Pour maîtriser les dépenses de la Sécurité sociale, le gouvernement prévoit 1,1 milliard d’euros d’économies sur les médicaments et dispositifs médicaux en 2023. Les industriels, eux, estiment qu’ils seront lésés à hauteur de 3,5 milliards d’euros et en appellent à l’exécutif pour qu’il revoit sa copie.
La Big Pharma entame un bras de fer contre l’Etat. Par calculatrices interposées. En cause : le projet de loi de financement de la Sécurité sociale (PLFSS), présenté lundi par le gouvernement, qui prévoit des économies à hauteur de 1,1 milliard d’euros sur les médicaments et dispositifs médicaux l’an prochain. Au total, l’enveloppe allouée aux dépenses de médicaments est fixée à 24,6 milliards d’euros en 2023, contre 26,4 milliards d’euros en 2022. Soit 1,8 milliard en moins, c’est-à-dire les fameuses économies de 1,1 milliard ciblant les industriels auxquelles s’ajoutent 720 millions d’efforts du côté de l’Assurance maladie pour mieux encadrer la pertinence des soins et des prescriptions. « Ce montant (…) semble sciemment fixé en deçà des besoins de la population », s’insurge le Leem, la Fédération des entreprises du médicament, dans un communiqué publié ce mardi, à l’issue d’une réunion de sa commission des comptes.

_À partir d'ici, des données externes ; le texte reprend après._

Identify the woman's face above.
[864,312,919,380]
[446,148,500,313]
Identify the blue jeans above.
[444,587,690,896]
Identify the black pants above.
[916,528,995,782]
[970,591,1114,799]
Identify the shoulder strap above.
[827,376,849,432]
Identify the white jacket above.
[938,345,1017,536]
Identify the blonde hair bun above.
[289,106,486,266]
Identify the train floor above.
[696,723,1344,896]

Car la clause de sauvegarde y est totalement sous-évaluée. En effet, dans la lignée de la croissance nette de leur activité ces trois dernières années (+6% par an), tirée par les thérapies innovantes coûteuses, les industriels s’attendent à enregistrer un chiffre d’affaires net de 28 milliards d’euros en 2023. C’est-à-dire excédentaire de 3,4 milliards d’euros par rapport à la limite fixée par le PLFSS. La ponction prévue par la « clause de sauvegarde » (au barème de 70%) atteindra donc 2,4 milliards d’euros… « Avec les économies prévues, ce sont donc plutôt 3,5 milliards d’euros qui sont pris sur le dos du médicament! »

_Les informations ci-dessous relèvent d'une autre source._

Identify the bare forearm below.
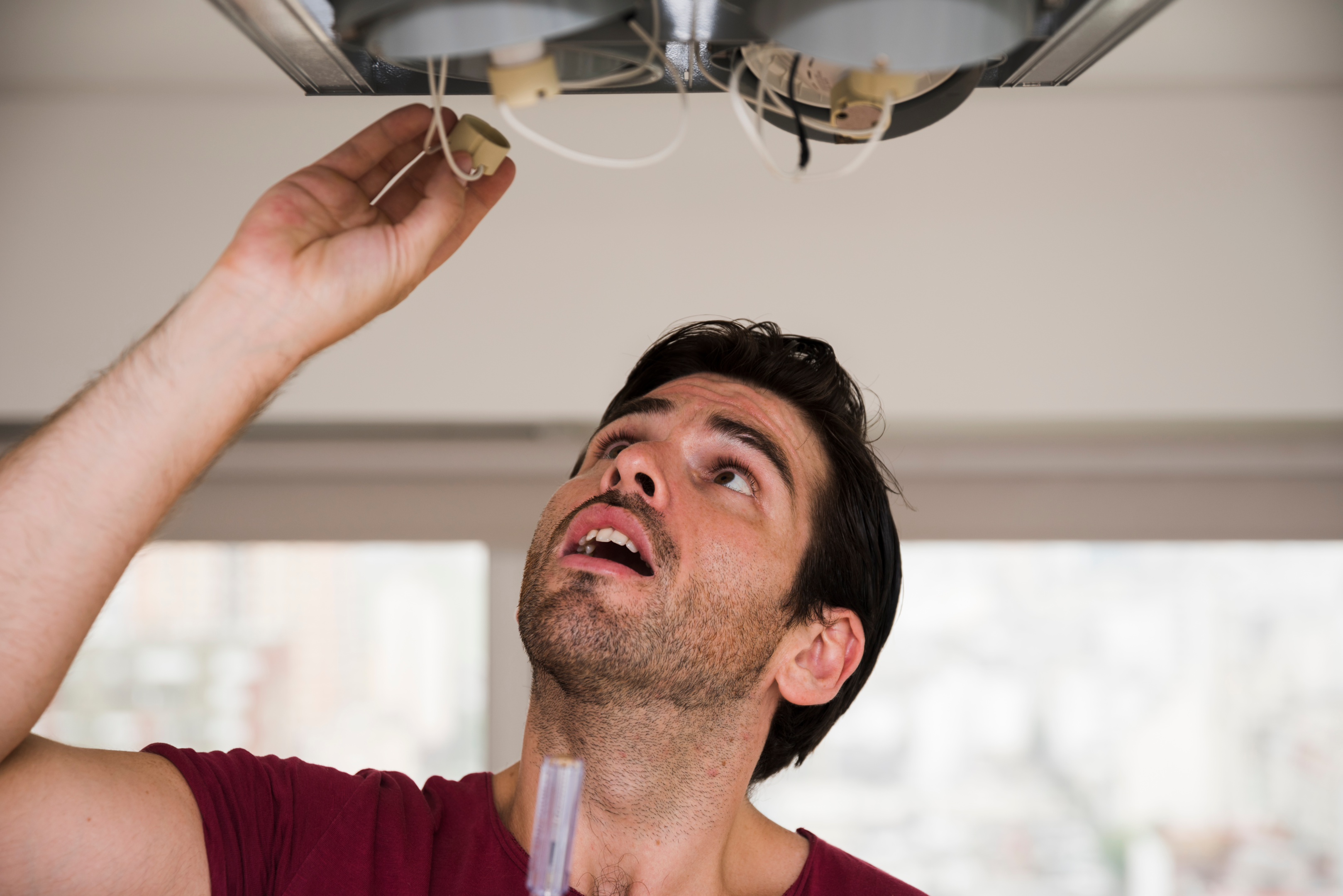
[0,280,301,757]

La Première ministre, Elisabeth Borne, avait annoncé la couleur lundi, en amont de la présentation du PLFSS en conseil des ministres. « On peut tous constater qu’ils [les laboratoires pharmaceutiques, NDLR] ont réalisé un chiffre d’affaires important du fait de la crise sanitaire et donc aujourd’hui, je pense que c’est important qu’ils participent à l’effort », avait-elle justifié. Ce préavis n’a pas amorti le choc chez les industriels, qui ne digèrent pas d’être à nouveau présentés comme « les profiteurs du Covid », confie un responsable du secteur. Ils se sentent lésés face à ces mesures qui visent à redresser les comptes de la branche maladie de la Cnam, dont le déficit de 17,8 milliards d’euros en 2022 devrait être ramené à 6,8 milliards en 2023.

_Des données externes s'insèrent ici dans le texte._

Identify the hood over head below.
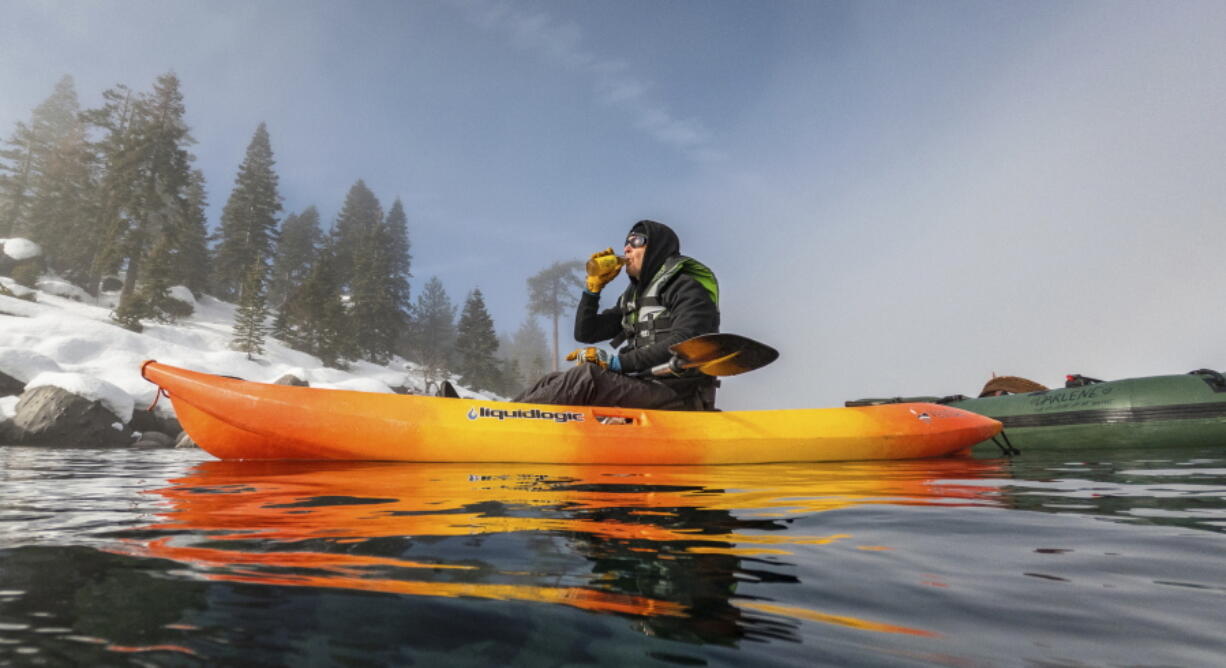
[630,221,682,283]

« Une politique de destruction de valeur et d’emplois »
« Ce projet tourne brutalement la page d’un quinquennat de réformes destinées à améliorer non seulement l’attractivité du pays mais surtout à assurer que nos concitoyens aient accès aux innovations et à un approvisionnement stable en médicaments », déplore Thierry Hulot, président du Leem, par ailleurs PDG de Merck en France, cité dans le communiqué. Il en appelle directement à Emmanuel Macron et au gouvernement pour revoir sa copie. Et ainsi, « faire le choix de l’innovation, de l’investissement et de la croissance, plutôt que d’opter pour une politique de destruction de valeur et d’emplois, qui pénalisera à terme la santé des Français ». Le conseil d’administration du Leem tiendra d’ailleurs ce mardi soir une réunion exceptionnelle « pour tirer toutes les conséquences des annonces du gouvernement ». En interne, on n’exclut pas des « décisions fortes » dans l’espoir de faire plier l’exécutif.
L’industrie pharmaceutique fragilisée par l’inflation
Ces décisions budgétaires interviennent alors que la crise du Covid-19 n’est pas encore terminée et que l’industrie pharmaceutique, comme beaucoup d’autres, est frappée de plein fouet par l’inflation. Les principes actifs ont vu leur prix d’achat augmenter de 31% en moyenne, selon les calculs du Leem, tandis que les excipients (+24%) et les solvants (+77%) ont aussi grimpé. De même pour l’aluminium pour les blisters de comprimés qui lui coûtent 23% de plus en moyenne, ou encore les caisses en carton (+ 262%) et les étiquettes (+14%). « La survie de nombreuses PME qui produisent des médicaments indispensables est en péril », alerte la fédération.